With Safety, Urgency, and Innovation: How an Award-Winning CRO Operates During COVID-19
by Staff Writer
The COVID-19 pandemic has impacted the way many pharmaceutical, biotech, and CRO companies are working, rewarding flexibility and agile resourcing and operating models. In this expert insights blog, we sit down (virtually) with Kelly J. Hill, Executive Director, Global Business Operations and Strategy and Michelle Gayari, Executive Director, Global Operations to learn how MMS operates with safety, urgency, and innovation during this pandemic.
What is the number one priority of MMS right now?
Kelly J. Hill (KJH): Our top priority is the safety of our colleagues, clients, and partners. Our teams are now home-based around the globe. We are paying very close attention to the daily updates coming from the regional authorities, adapting our company procedures and policies where necessary to ensure our teams remain safe.
An important area of focus for our teams is the integrity of the research and data from the hundreds of ongoing and planned clinical trials that have been impacted during this pandemic. We are concerned about the overall impact to innovation and delays in the development and approval of much-needed therapies. There is the need to address this global COVID-19 medical crisis while simultaneously balancing the needs of many other patients with serious, life-threatening diseases.
It is encouraging to see others in the research, pharma/biotech as well as FDA communities share this view and commitment to innovation even during this pandemic. Last week, the FDA approved Tukysa, also known as tucatinib, which fights aggressive breast cancers. Richard Pazdur, Director of the FDA’s Oncology Center of Excellence, said in a news release, “In this critical time, we remain steadfast in our commitment to patients with cancer and doing everything we can to expedite oncology product development.”
This approval demonstrates the agency’s commitment to both COVID-19 patients and those with other serious health conditions. MMS remains focused on mission to positively impact patients’ lives, aiding research into the prevention or treatment of COVID-19 and other diseases.
How have you accommodated clients that may be experiencing issues right now?
KJH: Everyone in healthcare and the clinical research arena are experiencing some form of disruption. Our goal is to minimize the impact of these disruptions to clinical research and innovation. We are bringing expertise in the form of talent and technologies to help sponsors address the impact to clinical trials during this pandemic. MMS is working with each research sponsor closely, interpreting and applying the most recent COVID-19 health authority guidance.
While it is tempting to only focus on short-term, urgent work during this time, we have found it important to remind our clients to think long term. Now is the time to develop procedures and contingency plans and incorporate them into our everyday operating models. It is important to ensure that every organization and its vendors have an adequate Business Continuity and Disaster Recovery Plan (BDCP) to address similar disruptions in the future.
Another challenge for our customers today is their need to process the large volume of COVID-19 data generated each day.

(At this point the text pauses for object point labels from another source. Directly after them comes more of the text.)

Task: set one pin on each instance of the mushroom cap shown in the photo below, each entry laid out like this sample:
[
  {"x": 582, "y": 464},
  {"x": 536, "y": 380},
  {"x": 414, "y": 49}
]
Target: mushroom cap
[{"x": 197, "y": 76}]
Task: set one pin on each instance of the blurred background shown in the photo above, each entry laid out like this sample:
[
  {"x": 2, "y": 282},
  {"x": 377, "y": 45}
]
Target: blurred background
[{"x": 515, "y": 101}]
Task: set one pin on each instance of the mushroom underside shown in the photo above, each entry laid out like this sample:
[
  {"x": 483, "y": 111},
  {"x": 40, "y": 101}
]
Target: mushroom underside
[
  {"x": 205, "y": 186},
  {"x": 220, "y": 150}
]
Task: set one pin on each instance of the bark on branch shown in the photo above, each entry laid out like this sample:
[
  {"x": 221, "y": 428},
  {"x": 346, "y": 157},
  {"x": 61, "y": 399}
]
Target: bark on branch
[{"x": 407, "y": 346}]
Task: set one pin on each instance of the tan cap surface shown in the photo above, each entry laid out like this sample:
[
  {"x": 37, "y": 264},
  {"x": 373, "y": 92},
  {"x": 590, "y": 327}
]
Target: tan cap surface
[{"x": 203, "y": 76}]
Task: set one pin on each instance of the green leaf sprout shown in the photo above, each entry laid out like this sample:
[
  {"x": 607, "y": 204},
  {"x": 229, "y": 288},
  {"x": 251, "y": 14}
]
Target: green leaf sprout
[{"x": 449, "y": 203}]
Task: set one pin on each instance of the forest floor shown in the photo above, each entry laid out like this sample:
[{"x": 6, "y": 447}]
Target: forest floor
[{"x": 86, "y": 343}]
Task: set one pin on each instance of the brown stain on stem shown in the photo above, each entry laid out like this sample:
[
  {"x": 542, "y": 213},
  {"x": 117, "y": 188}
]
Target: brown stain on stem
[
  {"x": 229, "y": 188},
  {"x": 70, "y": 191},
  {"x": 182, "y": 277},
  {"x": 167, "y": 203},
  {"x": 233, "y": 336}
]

This data is instrumental in informing health practitioners, researchers, and health authorities about potential treatments. The data is coming from both traditional clinics and hospital systems and from unconventional sources like social media channels, including Twitter and Reddit. The MMS AI-enabled platform Datacise™ has been developed for just this purpose—to aggregate, analyze and visualize data and allow researchers to detect and evaluate data trends. There is an urgent need to access this data, to use the data that is available today to enhance clinical research design or to better inform healthcare decisions.
Lastly, to help researchers in addressing their funding needs related to COVID-19 vaccine development, MMS has created a USD 1M award, in the form of data and related services for qualified pharmaceutical companies or research organizations.
That’s a substantial sum of money to commit to. Has it been well-received thus far?
KJH: Our goal is to reduce the barriers to innovation through this award. We have received many inquiries thus far, and have extended this grant to sponsors (both industry and academia) pursuing promising research in this area. I am confident this number will continue to grow. We are continuing to look for ways to support the data planning and analytics needed to bring a vaccine or a COVID-19 treatment to the patients in need.
MMS colleagues use the hashtag #OneMMS as a sign that every person is part of one team. Has that changed with the global network of offices working from home? How have colleagues adapted?
Michelle Gayari (MG): Every colleague, no matter their location around the globe, has been affected by this situation. I have personally seen how our common goals have brought teams together even more, including how sharing experiences of making adjustments to this new normal have proven beneficial. Each day, I see colleagues finding ways to support each other cross-functionally. Teams are jumping in quickly for our sponsor’s urgent needs and offering support to each other where needed, even if it is a few simple words of encouragement. Colleagues have all faced challenges during this time; but through flexibility and teamwork, we have maintained our status quo while supporting critical needs.
Would you say that innovation is slowing down or has this time been seen as an opportunity to create?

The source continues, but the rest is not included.